Я об этом узнал раньше. Терпел, внимательно следя за тем, чтобы он травкой и ограничился.
Когда пришел вызов на медкомиссию, Франческо, уже некоторое время дергавшийся в его ожидании, попросил у меня совета, что сделать, чтобы его освободили от армии по состоянию здоровья.
«Будь самим собой», — ответил я ему с некоторой, не слишком большой, долей шутки.
Он вернулся от врачей с пресловутой статьей «сорок один», той, что присваивали наиболее отмороженным, и, сияя, сказал мне:
— Спасибо, бразер, твой совет оказался бесценным.
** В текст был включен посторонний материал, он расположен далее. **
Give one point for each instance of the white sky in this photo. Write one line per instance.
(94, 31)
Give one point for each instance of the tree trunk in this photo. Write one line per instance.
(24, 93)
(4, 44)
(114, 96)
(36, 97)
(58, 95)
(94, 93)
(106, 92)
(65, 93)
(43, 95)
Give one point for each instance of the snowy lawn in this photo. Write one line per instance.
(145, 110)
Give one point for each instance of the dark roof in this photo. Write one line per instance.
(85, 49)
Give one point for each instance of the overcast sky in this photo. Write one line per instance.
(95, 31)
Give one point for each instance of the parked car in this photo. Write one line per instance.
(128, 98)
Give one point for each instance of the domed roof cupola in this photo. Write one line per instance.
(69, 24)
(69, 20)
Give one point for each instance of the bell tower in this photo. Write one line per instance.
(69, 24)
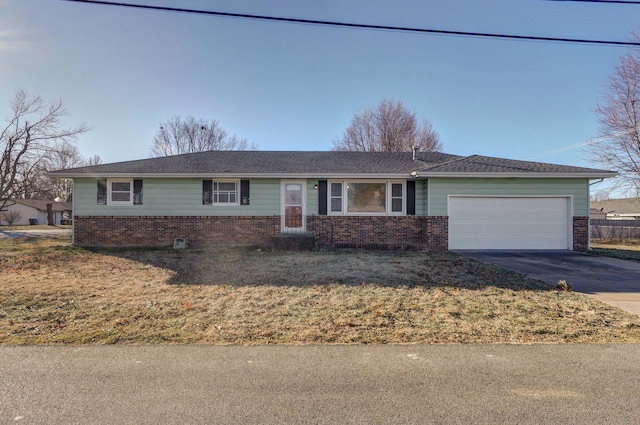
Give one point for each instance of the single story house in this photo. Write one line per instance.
(34, 211)
(619, 209)
(395, 200)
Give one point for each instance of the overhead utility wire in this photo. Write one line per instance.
(602, 1)
(360, 26)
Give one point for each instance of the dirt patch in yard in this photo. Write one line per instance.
(54, 294)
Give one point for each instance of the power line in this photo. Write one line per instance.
(602, 1)
(361, 26)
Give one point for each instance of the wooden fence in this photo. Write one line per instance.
(615, 229)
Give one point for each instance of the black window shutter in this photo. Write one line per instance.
(137, 192)
(411, 197)
(102, 191)
(207, 192)
(244, 192)
(322, 197)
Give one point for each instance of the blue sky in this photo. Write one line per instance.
(296, 87)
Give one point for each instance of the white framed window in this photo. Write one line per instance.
(367, 197)
(221, 192)
(120, 192)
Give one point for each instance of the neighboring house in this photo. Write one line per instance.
(619, 209)
(35, 211)
(391, 200)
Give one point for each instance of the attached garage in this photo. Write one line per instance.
(486, 222)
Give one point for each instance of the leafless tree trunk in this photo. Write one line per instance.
(618, 146)
(388, 127)
(24, 142)
(177, 136)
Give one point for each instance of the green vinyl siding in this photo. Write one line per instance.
(178, 197)
(439, 190)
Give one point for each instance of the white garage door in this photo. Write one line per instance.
(508, 223)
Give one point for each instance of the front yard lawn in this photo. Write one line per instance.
(54, 294)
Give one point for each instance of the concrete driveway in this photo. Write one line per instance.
(35, 233)
(614, 281)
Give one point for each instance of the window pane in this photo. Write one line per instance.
(121, 186)
(396, 190)
(120, 196)
(336, 189)
(366, 197)
(228, 186)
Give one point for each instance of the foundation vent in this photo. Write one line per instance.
(179, 243)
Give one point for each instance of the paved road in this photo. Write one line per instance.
(614, 281)
(424, 384)
(54, 231)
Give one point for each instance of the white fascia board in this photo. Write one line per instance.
(235, 175)
(520, 175)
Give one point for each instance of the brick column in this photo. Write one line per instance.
(581, 234)
(437, 233)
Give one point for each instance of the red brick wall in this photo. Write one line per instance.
(581, 234)
(402, 232)
(405, 232)
(438, 233)
(160, 231)
(370, 232)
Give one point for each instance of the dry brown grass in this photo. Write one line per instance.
(626, 249)
(52, 294)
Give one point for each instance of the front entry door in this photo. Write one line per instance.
(293, 206)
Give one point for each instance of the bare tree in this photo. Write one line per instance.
(60, 155)
(177, 136)
(618, 144)
(12, 216)
(25, 141)
(388, 127)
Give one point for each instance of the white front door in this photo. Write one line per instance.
(293, 205)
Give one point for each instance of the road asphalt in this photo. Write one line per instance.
(611, 280)
(368, 384)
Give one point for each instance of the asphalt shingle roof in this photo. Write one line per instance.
(320, 163)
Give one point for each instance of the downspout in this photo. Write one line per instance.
(589, 214)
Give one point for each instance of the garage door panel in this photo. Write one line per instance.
(509, 223)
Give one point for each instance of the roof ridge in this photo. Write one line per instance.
(451, 161)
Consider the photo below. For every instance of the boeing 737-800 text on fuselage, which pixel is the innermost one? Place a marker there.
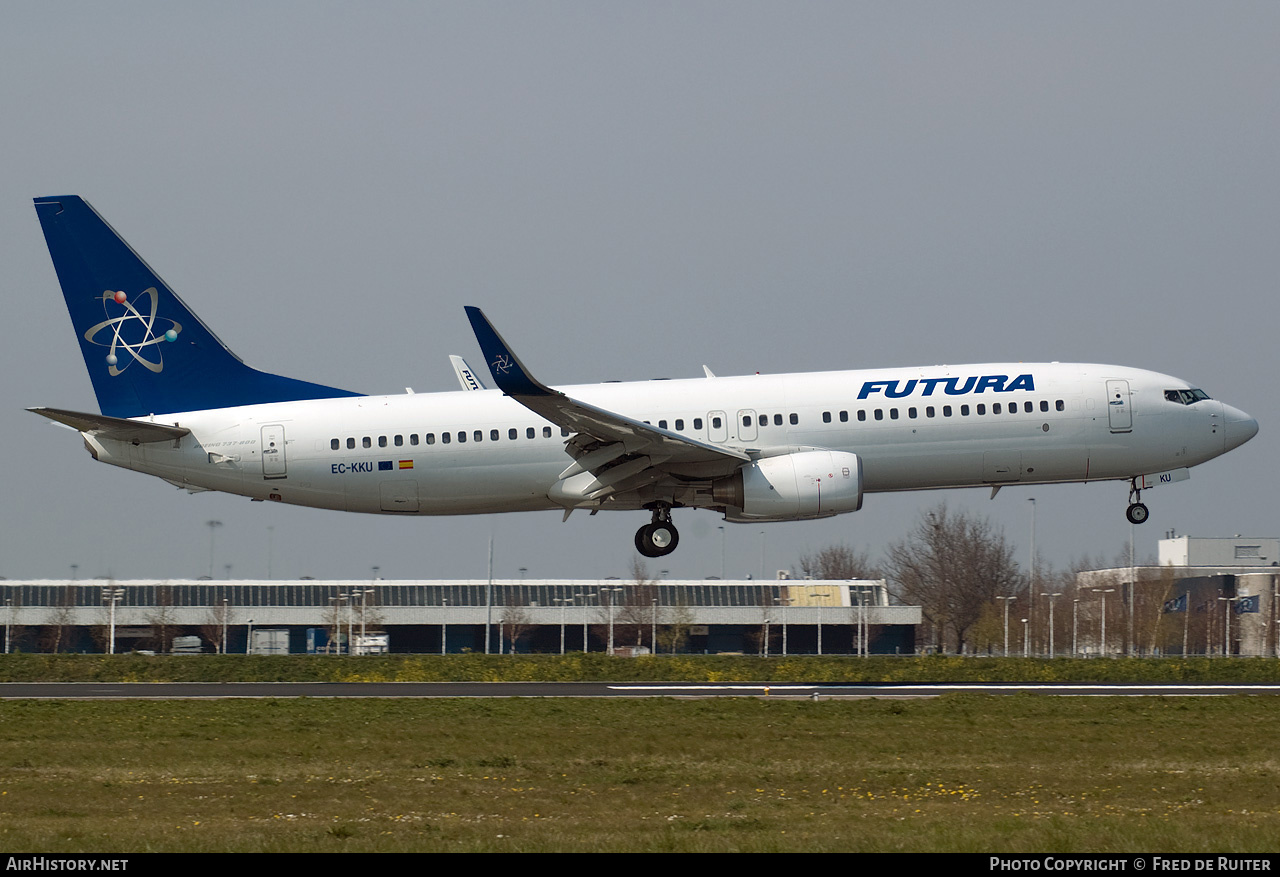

Перепуганному папе, приложившему для того огромные усилия и включившему все свои связи, удалось узнать точный диагноз: «Адаптативные нарушения вследствие использования каннабионидов». Если бы я не увел Франческо в тот день из дома, папа придушил бы его собственными руками.
Позже из-за своей дурной привычки брат едва не отправил на тот свет нашу бабушку. Они готовили себе чаи, Франческо и его сердечный дружок Федерико, чай, естественно, с гашишем. Это было в первый и, думаю, что в последний раз, они не знали, сколько наркоты сыпать, и, не скупясь, положили ее всю. А это приличная доза. Дело было в августе, поздним вечером, дома только они двое и бабушка. Вся семья на вакациях, а он остался в Милане, якобы чтобы ухаживать за бабушкой. Бабушка вошла в кухню, когда они оба кайфовали, попивая свой чаек. «Я пришла заварить себе ромашку, никак не могу уснуть… А вы что пьете?»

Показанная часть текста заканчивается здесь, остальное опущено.